The obtained results showed that serum creatinine and serum BUN levels were significantly lower in mice treated with 100, 200, and 300 mg/kg/day of green coffee bean extract when compared to the negative control group. In line with this finding, Amin et al. reported that rats received oral green coffee bean for seven days with the induction of acute renal failure (ARF) showed significantly lower serum creatinine and serum BUN [24]. Comparable studies by Mansour et al. reported that green coffee beans had significantly reduced serum creatinine and serum BUN in cisplatin-challenged mice [40]. These declines in serum creatinine and serum BUN levels in our study may be due to several factors. Kahweol, a natural diterpene in green coffee beans, suppresses oxidative stress and prevents apoptosis of dopaminergic neurons [35]. Above and beyond, the decline in serum creatinine and serum BUN levels might be correlated to chlorogenic acids, the abundant polyphenol in green coffee beans, which shows anti-inflammatory activity and is potent antioxidant against lipid peroxidation [41]. The other mechanism is probably by the antioxidant activity of caffeine that might be responsible for improving kidney function through blocking OCT2 transporter [42].

Serum creatinine and serum BUN levels were significantly higher in the negative control group than in the normal control group. These were in harmony with a previous study reported by Fatima et al. that cisplatin injection could increase serum creatinine and serum BUN by inducing inflammatory processes [43]. A similar finding was also reported by Miller et al. in which injection of cisplatin to mice produced an elevation of renal biomarkers via direct renal proximal tubular cells toxic injury [44]. The serum creatinine and BUN levels did not show a statistically significant difference between the normal control group and groups treated with 100, 200, and 300 mg/kg/day of green coffee bean extract.

Moreover, a kidney histopathology examination was performed to evaluate the ameliorative effects of green coffee beans against kidney injury. Significant improvement was seen in pathological changes of kidney tissues in groups of mice treated with 200 and 300 mg/kg BW/day of green coffee bean extract evidenced by the normal structure of the kidney and this effect is more obvious in Figures 3(d) and 3(e). However, treating mice with 100 mg/kg BW/day of green coffee bean extract showed mild focal lymphocytic infiltrations in the renal parenchyma. This finding is in agreement with Kim et al.'s study, which reported that pathological abnormalities of the kidney showed improvement in mice treated with extract of kahweol. This might be associated with kahweol which reduces proinflammatory cytokines and inhibits signaling pathway that plays important role in the synthesis of proinflammatory cytokines and hence improves the pathological damage of kidney tissues [35]. An additional possible mechanism is linked to the antioxidant bioactive molecules in green coffee beans such as chlorogenic acid and caffeine that inhibit oxidative stress, hence, attenuating histopathological damage [45]. The negative control group showed severe pathological changes of kidney evidenced by diffuse lymphocytic infiltration and this is agreed with Alhoshani et al.'s study on male Wistar rats presenting with inflammatory cell infiltration and tubular fibrosis of the kidney. The severe damage of kidney histopathology found in our study may be due to cisplatin upregulating proinflammatory cytokines together with infiltration of macrophages and neutrophils in kidney tissues which in turn trigger inflammatory cascade [46]. The antioxidant test could not be included in this study. Much research is needed in the future to assess the antioxidant efficacy of green coffees.

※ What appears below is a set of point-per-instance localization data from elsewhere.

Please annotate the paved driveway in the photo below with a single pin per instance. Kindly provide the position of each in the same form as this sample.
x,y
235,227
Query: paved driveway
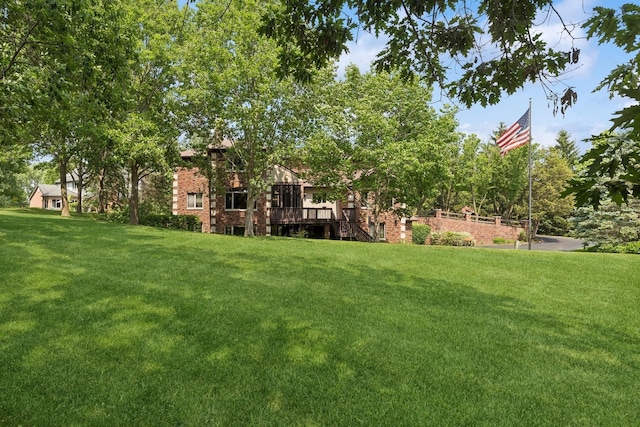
x,y
545,243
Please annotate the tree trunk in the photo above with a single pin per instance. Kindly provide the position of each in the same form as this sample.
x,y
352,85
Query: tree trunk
x,y
62,163
101,199
248,219
134,177
79,186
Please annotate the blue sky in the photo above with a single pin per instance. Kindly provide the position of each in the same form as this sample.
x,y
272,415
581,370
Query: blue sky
x,y
593,111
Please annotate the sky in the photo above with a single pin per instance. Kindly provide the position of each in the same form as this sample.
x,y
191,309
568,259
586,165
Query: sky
x,y
589,116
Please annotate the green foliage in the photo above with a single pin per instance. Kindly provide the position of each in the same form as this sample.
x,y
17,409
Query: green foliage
x,y
567,148
621,29
611,171
609,225
451,238
233,90
377,135
177,222
419,233
554,226
157,327
423,39
550,210
624,248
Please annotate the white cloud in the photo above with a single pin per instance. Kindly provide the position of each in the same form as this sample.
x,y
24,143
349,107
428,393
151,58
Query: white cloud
x,y
362,52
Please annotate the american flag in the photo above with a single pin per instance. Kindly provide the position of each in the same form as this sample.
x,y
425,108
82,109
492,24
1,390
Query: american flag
x,y
515,136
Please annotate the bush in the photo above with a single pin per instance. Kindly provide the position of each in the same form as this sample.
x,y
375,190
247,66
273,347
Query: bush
x,y
623,248
450,238
419,233
177,222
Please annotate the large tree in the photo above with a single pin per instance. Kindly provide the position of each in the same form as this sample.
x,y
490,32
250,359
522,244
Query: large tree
x,y
378,137
550,210
610,171
494,45
567,148
235,96
144,129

In summary, the green coffee bean extract administration for 14 days may contribute to improving kidney injury resulting from cisplatin administration. The green coffee bean extract proved its ameliorative effect on kidney functions and kidney histopathology. Besides, it has better effects on body weight gain and relative kidney weight in a dose-dependent manner with 300 mg/kg green coffee bean extract being the most effective. Therefore, the overall findings of the present study indicate that our locally grown green coffee bean consumption can help to improve nephrotoxicity and its associated complications, such as inflammation, AKI, and CKD.